Dylan Brown is a graduate of the MFA program at Oregon State. His work has appeared in Brevity, McSweeney's Internet Tendency, and Barrelhouse. He currently works as a bookseller on the Oregon Coast.
His essay, "Here in the Mariana Trench," appeared in Issue Eighty-Five of The Collagist.
Here, Dylan Brown talks with interviewer William Hoffacker about research, scaffolding, and Nick Flynn.
What can you tell us about the origins of your essay, “Here in the Mariana Trench”? What sparked the initial idea and caused you to start writing the first draft?
This piece in its current form started as a response to a prompt from one of my instructors at Oregon State, Jennifer Richter, in a hybrid forms class. It was strange for me because I typically don’t enjoy prompts but Jennifer pointed out a type of scaffolding I thought I could work with. She’s a great poet who I think understands structure really well. The material itself came from things I’d been tinkering with before in a more linear way but weren’t working in that form.
This essay contains some factual information about a shipwreck, Werner Herzog, and, of course, the Mariana Trench. How does research fit into your writing process? Are you learning about these things before or during your work on the essay? How much do you depend on research for your nonfiction writing, and do you enjoy doing research?
Research cracks open the world a little bit for me, and maybe more importantly, it expands my vocabulary, helps me find the right word. It’s a process I enjoy immensely, which seems natural to me because my love of writing is rooted in my love of reading. At times, usually when I’m writing, I feel like I don’t know anything about anything, which can be kind of debilitating. Research can help alleviate that. I usually try to write as much as I can without doing any research, but in this case parts of the piece really came about from connections I was making as I was reading: the ships and the narcosis, for instance.

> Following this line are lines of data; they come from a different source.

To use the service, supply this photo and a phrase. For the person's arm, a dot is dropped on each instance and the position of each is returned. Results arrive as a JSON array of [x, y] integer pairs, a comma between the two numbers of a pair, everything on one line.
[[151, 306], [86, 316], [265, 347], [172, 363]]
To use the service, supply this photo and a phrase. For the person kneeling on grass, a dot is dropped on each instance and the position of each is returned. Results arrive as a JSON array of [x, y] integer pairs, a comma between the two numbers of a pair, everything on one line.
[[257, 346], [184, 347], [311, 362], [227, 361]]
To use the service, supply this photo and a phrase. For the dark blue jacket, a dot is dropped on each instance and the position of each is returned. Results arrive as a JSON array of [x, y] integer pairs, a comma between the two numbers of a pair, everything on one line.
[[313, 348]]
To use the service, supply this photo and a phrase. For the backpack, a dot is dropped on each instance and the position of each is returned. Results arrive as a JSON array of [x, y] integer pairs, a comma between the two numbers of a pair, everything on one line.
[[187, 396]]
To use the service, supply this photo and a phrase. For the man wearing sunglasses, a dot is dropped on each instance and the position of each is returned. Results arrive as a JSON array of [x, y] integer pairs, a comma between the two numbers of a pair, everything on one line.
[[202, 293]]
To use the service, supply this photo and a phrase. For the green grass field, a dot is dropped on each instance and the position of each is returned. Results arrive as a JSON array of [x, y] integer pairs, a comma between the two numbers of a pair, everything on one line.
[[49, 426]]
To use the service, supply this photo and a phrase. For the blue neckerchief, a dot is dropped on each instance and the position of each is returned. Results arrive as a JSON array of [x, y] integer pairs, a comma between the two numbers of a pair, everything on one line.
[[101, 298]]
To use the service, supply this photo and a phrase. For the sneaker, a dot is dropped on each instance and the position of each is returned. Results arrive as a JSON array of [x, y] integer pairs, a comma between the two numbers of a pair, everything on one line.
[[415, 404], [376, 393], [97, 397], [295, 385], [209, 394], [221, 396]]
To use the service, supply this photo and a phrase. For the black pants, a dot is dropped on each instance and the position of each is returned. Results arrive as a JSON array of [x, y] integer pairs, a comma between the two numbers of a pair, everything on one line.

You write about your mother and father in this essay, at times revealing some personal information and making some vulnerable statements, such as, “Does he know that I miss him? He might suspect as much. I can’t say if he’ll ever read this. I just don’t know how to call, or what I’d say if I did.” Do you ever have any reservations about not only writing about these relationships but also publishing the work? Can you speak about the risks and rewards of writing and publishing creative nonfiction about your loved ones?
I had some reservations at first, particularly with regards to my father. This isn’t the most flattering portrait of him, but it is an honest one. He’s always been honest with me, many times to a fault, so it might run in the family. In terms of the risks and rewards, I’m reminded of Nick Flynn’s memoir, Another Bullshit Night in Suck City. When I read it I kept saying to myself, “He’s describing my dad! That’s him!” Of course, it wasn’t him, but it meant so much to me to see shades of my own experience in someone else’s story. Now, I think we owe it to one another to share these things. It kills me to think of all the important stories people have taken with them to the grave. I don’t know if that’s coming from a place of selfishness or generosity.
There are a few moments in this essay when the focus turns to writing itself (e.g., “I’ll admit it: I chafe at the thought of poetry, when it becomes a show or veneer, a cloak the writer hides behind,” or, “I don’t tell the truth anymore.”). How did these “meta” moments make their way into this essay? What’s the intended effect on the reader of calling attention to the artifice of the work you’re doing?
The meta moments are apologia, in a sense. I’m a sucker for narrative and linear structure but with this material I felt those devices were letting me down. The intended effect has something to do with reminding the reader that making sense of our lives often means making sense of the linguistic tools we are using. Here I may have felt as though I was doing some hiding myself by structuring the material this way.
What writing projects are you working on now?
I’ve been working on a longer piece of fiction. I don’t really know enough about it yet to say more than that. I’m also working on a book review and some translation work. It helps me to have several things going at once, in case I stall out somewhere.
What have you read recently that you’d like to recommend?
A Box of Matches by Nicholson Baker is a quiet novel that blew me away. Baker’s writing belies an intense curiosity about the world that I envy and I tend to enjoy novels where not much happens. For example, there’s a whole bit about the proper way to wash a dirty plate. Each section starts with what time it is in the early morning as the narrator drinks coffee by a fire he’s just built. Then it follows his thoughts and worries about the coming day, sometimes a memory, and moves out from there. It’s a great study in how relatively uneventful scenes can add up to an affecting novel.